AHMET METİN VE ŞİRZAT - AHMET MİDHAT EFENDİ

 

AHMET METİN VE ŞİRZAT

 

AHMET METİN ve ŞİRZAT

 

YENİ HASAN MELLAH

Türk Dil Kurumunun, Ahmet Midhat Efendi eserlerini büyük bir titizlik ve özverili çalışmasıyla bizlere ulaştırması büyük bir emeğin ve önemli bir değerin değer ölçüsünü göstermektedir. Ahmet Metin ve Şirzat eseri önceki kitaplara göre daha hacimli ve konusu olarak daha karmaşıktır. Genel olarak Ahmet Midhat Efendi’nin yazım tekniği bu eserde de kendini göstermiş ise de daha eserin başlangıcında çok derin bilgilerle bize GEMİLER hakkında bilgi sunarak başlamaktadır. Bu kadar teknik bilgileri bir gemi mühendisinin vereceği cevaplar kadar üstün bilgi sunarak gemilere dair bütün bilgileri aktarmaktadır. Onların nasıl yapıldığından, yapım aşamasında nasıl çalışıldığına kadar her bir noktası anlatılıyor.

Karşımıza bir karakter çıkıyor ve bu karakterin adı Ahmet Metin. Ahmet Metin o güne kadar kimsenin bilmediği bilse de (görerek) baktığında gülmemek için zorlandığı bir gemi yaptırıyor. Bu gemi tam bir fincan şeklinde olup sadece kulpu yok.

Ahmet Metin bu komik eseriyle aslında hiç de gülünecek adamlardan değil, bizatihi aklı başında ve bir o kadar da zeki bir adamdır. Babadan kalma büyük bir zenginliği olsa da savurgan olmayıp, içki ve eğlence gibi işlerden uzak kalmış onlara zaman harcamanın kendisinin hayallerine engel olacağını düşünmüştür.

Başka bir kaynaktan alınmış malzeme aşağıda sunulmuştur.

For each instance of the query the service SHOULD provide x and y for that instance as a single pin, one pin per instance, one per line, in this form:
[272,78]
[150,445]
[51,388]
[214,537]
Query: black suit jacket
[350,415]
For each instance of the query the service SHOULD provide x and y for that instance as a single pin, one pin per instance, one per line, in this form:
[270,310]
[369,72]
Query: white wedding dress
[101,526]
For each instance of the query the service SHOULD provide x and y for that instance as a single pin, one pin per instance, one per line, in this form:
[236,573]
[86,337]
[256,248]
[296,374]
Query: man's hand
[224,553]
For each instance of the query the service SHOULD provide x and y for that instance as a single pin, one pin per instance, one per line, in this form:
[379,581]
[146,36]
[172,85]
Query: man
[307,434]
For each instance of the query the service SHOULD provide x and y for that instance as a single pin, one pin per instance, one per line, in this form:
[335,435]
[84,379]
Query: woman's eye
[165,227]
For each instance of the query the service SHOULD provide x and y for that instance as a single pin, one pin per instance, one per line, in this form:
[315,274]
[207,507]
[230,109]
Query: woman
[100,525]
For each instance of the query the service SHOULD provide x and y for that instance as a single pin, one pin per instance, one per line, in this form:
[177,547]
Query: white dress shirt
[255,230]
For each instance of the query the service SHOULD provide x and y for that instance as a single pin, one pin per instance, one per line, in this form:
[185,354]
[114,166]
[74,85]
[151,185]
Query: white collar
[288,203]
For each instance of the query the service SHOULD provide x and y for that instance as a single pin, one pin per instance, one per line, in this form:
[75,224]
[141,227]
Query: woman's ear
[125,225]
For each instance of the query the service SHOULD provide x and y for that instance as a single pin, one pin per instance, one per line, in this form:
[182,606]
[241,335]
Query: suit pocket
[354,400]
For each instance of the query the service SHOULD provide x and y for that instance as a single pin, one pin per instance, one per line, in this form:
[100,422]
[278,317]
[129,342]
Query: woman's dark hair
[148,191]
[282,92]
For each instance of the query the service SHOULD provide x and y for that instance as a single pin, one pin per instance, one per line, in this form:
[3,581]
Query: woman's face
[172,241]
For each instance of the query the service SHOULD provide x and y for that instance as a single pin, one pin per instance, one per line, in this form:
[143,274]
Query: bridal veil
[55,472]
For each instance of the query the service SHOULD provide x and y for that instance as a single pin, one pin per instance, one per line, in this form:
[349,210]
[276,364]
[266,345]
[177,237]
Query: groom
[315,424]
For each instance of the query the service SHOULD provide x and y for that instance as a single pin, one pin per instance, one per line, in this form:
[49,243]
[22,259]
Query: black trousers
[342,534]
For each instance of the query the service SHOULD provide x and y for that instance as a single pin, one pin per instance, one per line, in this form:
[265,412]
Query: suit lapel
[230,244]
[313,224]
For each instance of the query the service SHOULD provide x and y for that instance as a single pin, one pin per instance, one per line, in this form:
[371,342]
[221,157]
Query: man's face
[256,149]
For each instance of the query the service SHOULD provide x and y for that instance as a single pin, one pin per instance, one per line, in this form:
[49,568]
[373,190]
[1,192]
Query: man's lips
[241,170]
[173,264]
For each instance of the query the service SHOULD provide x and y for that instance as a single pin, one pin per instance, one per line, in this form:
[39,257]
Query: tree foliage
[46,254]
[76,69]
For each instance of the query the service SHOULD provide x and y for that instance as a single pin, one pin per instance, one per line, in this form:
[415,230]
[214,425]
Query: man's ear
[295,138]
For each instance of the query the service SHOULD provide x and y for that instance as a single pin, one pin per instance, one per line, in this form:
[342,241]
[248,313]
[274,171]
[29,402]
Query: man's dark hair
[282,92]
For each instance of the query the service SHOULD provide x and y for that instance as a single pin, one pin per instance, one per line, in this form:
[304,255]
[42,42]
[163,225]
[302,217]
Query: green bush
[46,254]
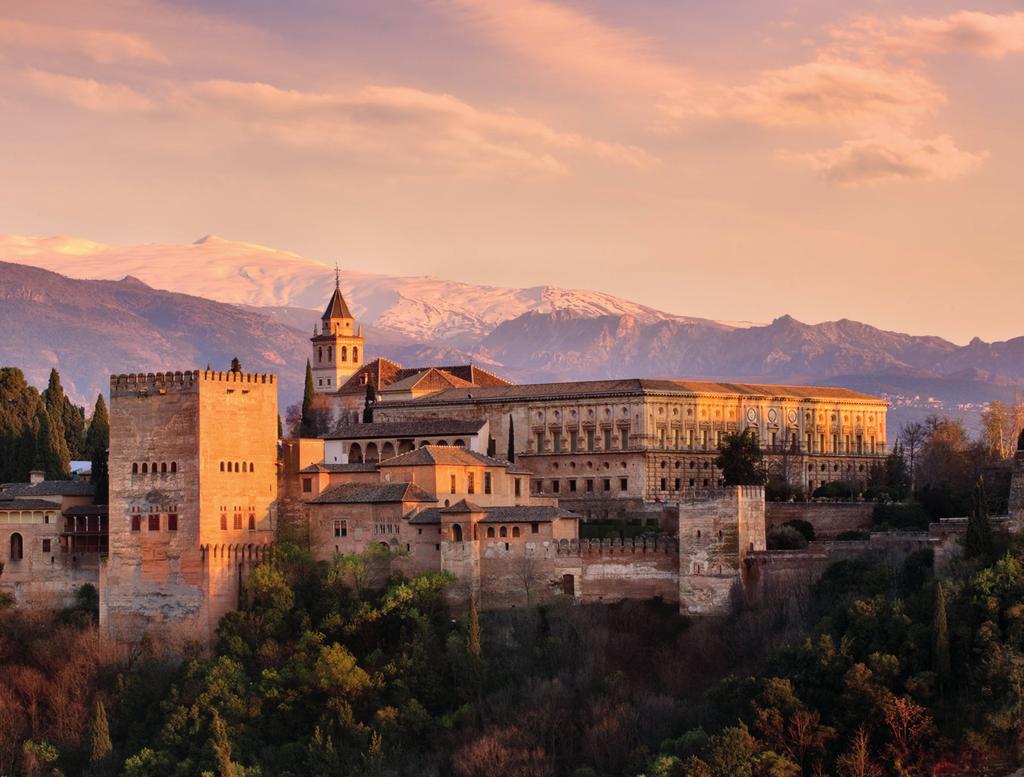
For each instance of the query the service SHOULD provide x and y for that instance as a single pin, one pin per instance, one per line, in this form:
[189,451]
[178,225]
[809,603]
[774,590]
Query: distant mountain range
[228,299]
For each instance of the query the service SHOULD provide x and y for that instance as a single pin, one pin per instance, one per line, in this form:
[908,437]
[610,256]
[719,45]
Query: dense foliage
[879,670]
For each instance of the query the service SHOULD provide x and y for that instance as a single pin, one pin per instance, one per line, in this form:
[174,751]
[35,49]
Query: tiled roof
[337,307]
[636,387]
[453,456]
[86,510]
[314,468]
[512,514]
[48,488]
[425,428]
[361,493]
[431,379]
[28,505]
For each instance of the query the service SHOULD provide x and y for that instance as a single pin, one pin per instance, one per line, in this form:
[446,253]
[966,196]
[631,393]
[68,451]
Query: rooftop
[425,428]
[637,387]
[363,493]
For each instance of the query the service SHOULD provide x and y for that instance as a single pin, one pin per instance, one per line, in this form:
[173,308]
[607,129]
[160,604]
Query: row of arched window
[344,353]
[238,467]
[155,468]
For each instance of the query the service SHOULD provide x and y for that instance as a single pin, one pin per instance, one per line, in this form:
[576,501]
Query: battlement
[187,381]
[634,546]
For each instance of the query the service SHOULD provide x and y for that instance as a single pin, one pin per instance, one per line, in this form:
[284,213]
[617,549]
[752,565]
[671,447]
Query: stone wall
[828,519]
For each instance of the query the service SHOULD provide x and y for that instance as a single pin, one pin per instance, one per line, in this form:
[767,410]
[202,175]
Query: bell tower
[338,344]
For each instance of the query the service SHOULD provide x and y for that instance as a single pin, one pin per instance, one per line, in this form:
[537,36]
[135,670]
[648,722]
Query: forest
[878,670]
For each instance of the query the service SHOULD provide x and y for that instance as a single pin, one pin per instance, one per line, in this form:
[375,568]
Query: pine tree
[473,632]
[99,739]
[51,450]
[97,440]
[511,452]
[978,542]
[943,666]
[221,747]
[305,427]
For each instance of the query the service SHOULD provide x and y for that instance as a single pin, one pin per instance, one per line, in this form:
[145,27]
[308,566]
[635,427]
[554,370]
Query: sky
[730,160]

O döneme göre telaffuz edilen “tütün”ü dahi şöyle ifade etmiştir; “Ne yapayım o dumanı ki, ağzımdan girip burnumdan çıkarak tadı tuzu olmadığı halde beni bir sobaya benzetiyor.”

Ahmet Metin annesini kendisi daha küçük bir çocukken kaybetmiş, babası da ikinci evliliğini yapmıştır. İkinci anneden iki kız kardeşi olmuş kendisi de evin tek erkek çocuğu olduğu için bir dediği iki olmamıştır. Olabildiğince her istekleri yerine getirilmiş ama buna rağmen Ahmet Metin hedefleri doğrultusundan hiç şaşmamıştır. O aklına bir şey geldiği zaman yapmak için hiçbir engel tanımayan biridir.

Ahmet Metin yaptırdığı geminin en ince hesaplarını dahi milimetrik olarak incelediği bir esnada yanına eski arkadaşlarından Abdulbaki Beyefendi ve onun yanında da Hasip Efendi, Nedim Bey, Şeyda Bey ve Ferruh Efendi gelmişlerdir.

Gelen misafirler de anlam veremedikleri bu garip gemiye hayretler içinde bakmışlardır. Ahmet Metin tam tafsilatlı tam donanımlı bir şekilde onlara gemisinin özelliklerini ve denizde batmadan yol almasının tekniklerini bir bir anlatmıştır. Tabi kimisi anlamış kimisi anlamamıştır ama Ahmet Metin için her şey yolundadır.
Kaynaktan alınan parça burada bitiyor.